Epidemiology and Infection

Research Article

The transmission dynamics of hepatitis B in the UK: a mathematical model for evaluating costs and effectiveness of immunization programmes

J. R. Williamsa1, D. J. Nokesa1, G. F. Medleya2 and R. M. Andersona1

a1 Wellcome Centre for Epidemiology of Infectious Disease, Department of Zoology, University of Oxford, South Parks Road, Oxford OX1 3PS.

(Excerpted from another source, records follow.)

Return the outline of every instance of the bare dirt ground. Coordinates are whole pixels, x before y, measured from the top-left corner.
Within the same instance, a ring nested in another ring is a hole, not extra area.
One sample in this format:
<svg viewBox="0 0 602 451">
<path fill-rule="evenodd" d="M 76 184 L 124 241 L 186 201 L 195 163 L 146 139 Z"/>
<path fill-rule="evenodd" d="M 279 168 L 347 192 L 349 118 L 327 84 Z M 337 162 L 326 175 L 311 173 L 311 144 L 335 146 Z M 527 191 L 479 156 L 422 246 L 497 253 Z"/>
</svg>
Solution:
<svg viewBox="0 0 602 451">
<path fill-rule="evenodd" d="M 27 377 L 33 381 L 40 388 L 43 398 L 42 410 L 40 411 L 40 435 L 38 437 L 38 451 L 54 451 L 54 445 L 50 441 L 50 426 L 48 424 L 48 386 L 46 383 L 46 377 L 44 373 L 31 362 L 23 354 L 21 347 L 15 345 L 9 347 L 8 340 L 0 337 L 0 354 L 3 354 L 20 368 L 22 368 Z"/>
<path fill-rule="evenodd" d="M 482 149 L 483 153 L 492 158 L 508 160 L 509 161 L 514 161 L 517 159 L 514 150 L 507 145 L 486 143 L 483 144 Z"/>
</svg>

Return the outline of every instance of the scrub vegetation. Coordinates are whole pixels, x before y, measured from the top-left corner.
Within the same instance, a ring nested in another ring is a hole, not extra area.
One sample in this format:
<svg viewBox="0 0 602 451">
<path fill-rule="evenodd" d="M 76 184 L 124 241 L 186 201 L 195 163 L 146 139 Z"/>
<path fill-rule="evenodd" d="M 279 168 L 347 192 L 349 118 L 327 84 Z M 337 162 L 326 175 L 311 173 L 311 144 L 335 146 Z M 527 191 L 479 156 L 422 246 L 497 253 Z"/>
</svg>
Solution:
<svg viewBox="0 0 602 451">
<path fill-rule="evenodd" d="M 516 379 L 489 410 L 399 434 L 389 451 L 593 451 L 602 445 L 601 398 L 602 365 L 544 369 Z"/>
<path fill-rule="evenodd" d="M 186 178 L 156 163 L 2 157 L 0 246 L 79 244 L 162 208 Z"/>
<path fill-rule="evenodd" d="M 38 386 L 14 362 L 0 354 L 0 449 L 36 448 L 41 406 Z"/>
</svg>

a2 Ecosystems Analysis and Management Group, Department of Biological Sciences, University of Warwick, Coventry CV7 7AL

Summary

Complex hepatitis B (HBV) epidemiology makes it difficult to evaluate and compare effectiveness of different immunization policies. A method for doing so is presented using a mathematical model of HBV transmission dynamics which can represent universal infant and adolescent vaccination strategies and those targeted at genito-urinary (GU) clinic attenders and infants born to infectious mothers. Model structure, epidemiological underpinning, and parameterization, are described. Data from the UK National Survey of Sexual Attitudes and Lifestyles is used to define patterns of sexual activity and GU clinic attendance; data deficiencies are discussed, in particular that of UK seroprevalence of HBV markers stratified by age, sex, and risk factors. General model predictions of endemic HBV marker prevalence in homosexual and heterosexual populations seem consistent with published UK data. The simulations exhibit non-linearities in the impact of different vaccination strategies. Estimated number of carriers prevented per vaccine dose for each strategy provides a measure of costs and benefits, varying temporally over the course of a programme, and with level of vaccine coverage. Screening before vaccination markedly increases payback per dose in homosexuals but not in heterosexuals; mass infant vaccination gives the poorest effectiveness ratio and vaccination of infants after antenatal screening the best; in general, increasing vaccine coverage yields lower pay-back per dose. The model provides a useful framework for evaluating costs and benefits of immunization programmes, but for precise quantitative comparison more UK epidemiological data is urgently needed.